Shareholders Reject Pay Proposals in 2025 Votes
Investor dissatisfaction with executive pay has increased, with executives’ pay packages being approved at only 64% on average across the 2024 proxy season, well below the greater than 90% benchmark for S&P 500 and Russell 3000 companies.
In 2025 advisory votes, support for pay packages dropped: Core Scientific received 38%, Riot Platforms 32%, and Marathon 22%. Six of the eight miners that were evaluated failed the 70% approval test and had a 75% failure rate compared to 4% for the Russell 3000.
This pushback is similar to past tensions. In 2022, Riot Platforms’ shareholders rejected a say-on-pay proposal after a $22 million CEO compensation package was disclosed.
The 2025 rejections are in line with the ongoing concerns over pay misalignment with shareholder value, especially at a time of operational challenges in the Bitcoin mining sector. None of the companies have issued public statements addressing these vote outcomes, leaving shareholders asking for greater transparency.
Bitcoin Miners Adopt Reforms, but Stakeholder Concerns Remain
Some Bitcoin mining firms are responding to criticism by adopting performance-based compensation. Six of the eight companies have implemented Performance Stock Units (PSUs) with multi-year vesting linked to share price or total shareholder return, up from two in 2022.

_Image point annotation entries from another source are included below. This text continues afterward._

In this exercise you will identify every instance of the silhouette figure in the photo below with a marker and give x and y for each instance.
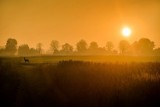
(26, 60)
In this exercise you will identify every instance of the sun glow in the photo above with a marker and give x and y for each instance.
(126, 32)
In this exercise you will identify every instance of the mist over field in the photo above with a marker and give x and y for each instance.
(79, 53)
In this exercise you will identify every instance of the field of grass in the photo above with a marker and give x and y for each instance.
(67, 81)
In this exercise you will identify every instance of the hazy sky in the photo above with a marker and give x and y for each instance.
(34, 21)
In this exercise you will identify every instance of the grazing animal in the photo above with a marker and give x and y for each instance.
(26, 60)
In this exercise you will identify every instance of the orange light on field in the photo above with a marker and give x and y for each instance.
(126, 32)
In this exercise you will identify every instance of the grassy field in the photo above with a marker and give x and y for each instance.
(80, 81)
(112, 59)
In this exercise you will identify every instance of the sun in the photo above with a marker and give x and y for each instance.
(126, 32)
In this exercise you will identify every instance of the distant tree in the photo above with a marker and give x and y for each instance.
(157, 51)
(11, 46)
(54, 46)
(145, 46)
(109, 46)
(93, 46)
(123, 46)
(81, 46)
(2, 51)
(39, 48)
(67, 48)
(23, 50)
(33, 51)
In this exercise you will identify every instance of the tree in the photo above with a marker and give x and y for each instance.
(54, 46)
(11, 46)
(123, 46)
(93, 46)
(157, 51)
(67, 48)
(145, 46)
(81, 46)
(109, 46)
(39, 48)
(23, 50)
(33, 51)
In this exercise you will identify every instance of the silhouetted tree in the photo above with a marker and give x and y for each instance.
(33, 52)
(93, 46)
(39, 48)
(145, 46)
(54, 46)
(23, 50)
(123, 46)
(67, 48)
(2, 51)
(81, 46)
(157, 51)
(109, 46)
(11, 46)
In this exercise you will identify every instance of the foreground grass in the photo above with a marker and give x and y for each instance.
(80, 84)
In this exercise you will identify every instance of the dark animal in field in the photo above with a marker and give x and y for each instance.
(26, 60)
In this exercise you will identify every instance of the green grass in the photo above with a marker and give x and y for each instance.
(62, 82)
(113, 59)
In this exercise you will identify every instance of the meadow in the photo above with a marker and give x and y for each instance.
(80, 81)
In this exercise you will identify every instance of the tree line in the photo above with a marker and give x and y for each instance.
(143, 46)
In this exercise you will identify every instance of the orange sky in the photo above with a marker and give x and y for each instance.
(34, 21)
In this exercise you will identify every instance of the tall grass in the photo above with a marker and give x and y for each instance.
(80, 84)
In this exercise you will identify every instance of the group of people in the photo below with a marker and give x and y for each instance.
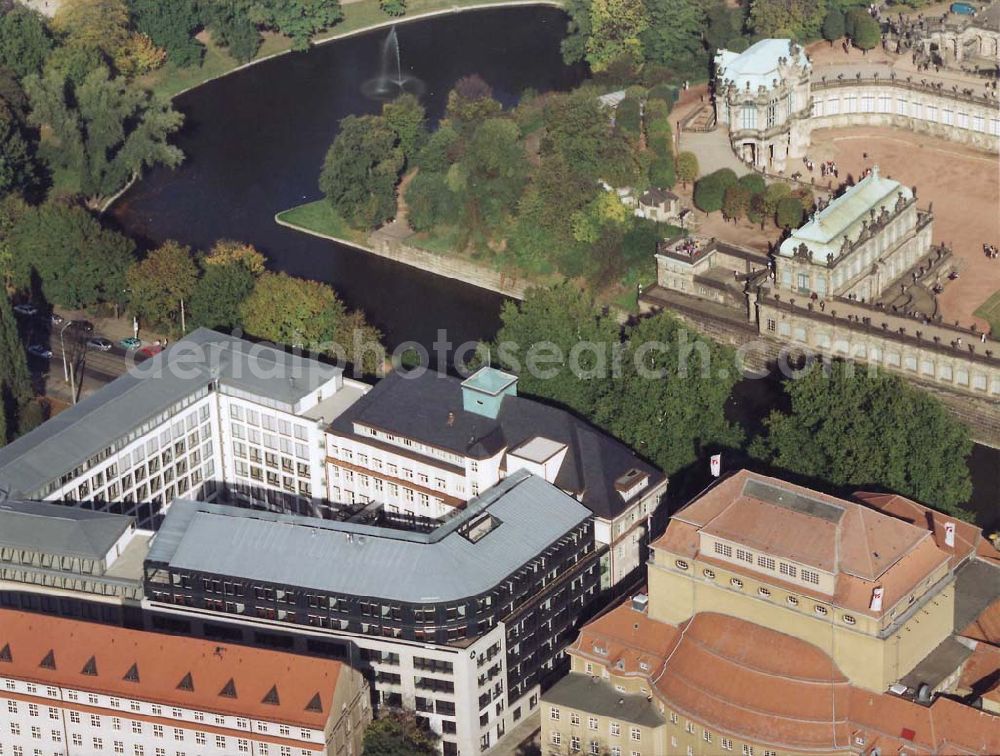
(829, 168)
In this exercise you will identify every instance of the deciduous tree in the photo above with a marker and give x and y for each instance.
(106, 130)
(687, 167)
(581, 333)
(397, 733)
(171, 26)
(76, 261)
(360, 171)
(668, 403)
(616, 27)
(25, 41)
(849, 426)
(159, 284)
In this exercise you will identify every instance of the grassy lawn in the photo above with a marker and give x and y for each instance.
(990, 311)
(320, 217)
(171, 80)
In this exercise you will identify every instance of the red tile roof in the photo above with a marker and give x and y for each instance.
(862, 546)
(167, 669)
(770, 688)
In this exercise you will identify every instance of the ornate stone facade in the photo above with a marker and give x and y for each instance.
(762, 95)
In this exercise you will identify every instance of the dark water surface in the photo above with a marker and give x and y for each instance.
(255, 140)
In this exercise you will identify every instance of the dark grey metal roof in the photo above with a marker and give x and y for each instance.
(60, 530)
(596, 696)
(428, 407)
(362, 560)
(70, 438)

CleanSpark and Bit Digital have not fully adopted PSUs, with Bit Digital authorized but not issuing them. Most companies support annual say-on-pay votes, which promote shareholder dialogue.
VanEck recommends linking bonuses to operational metrics, such as cost per coin mined, and incorporating return on invested capital to align pay with performance.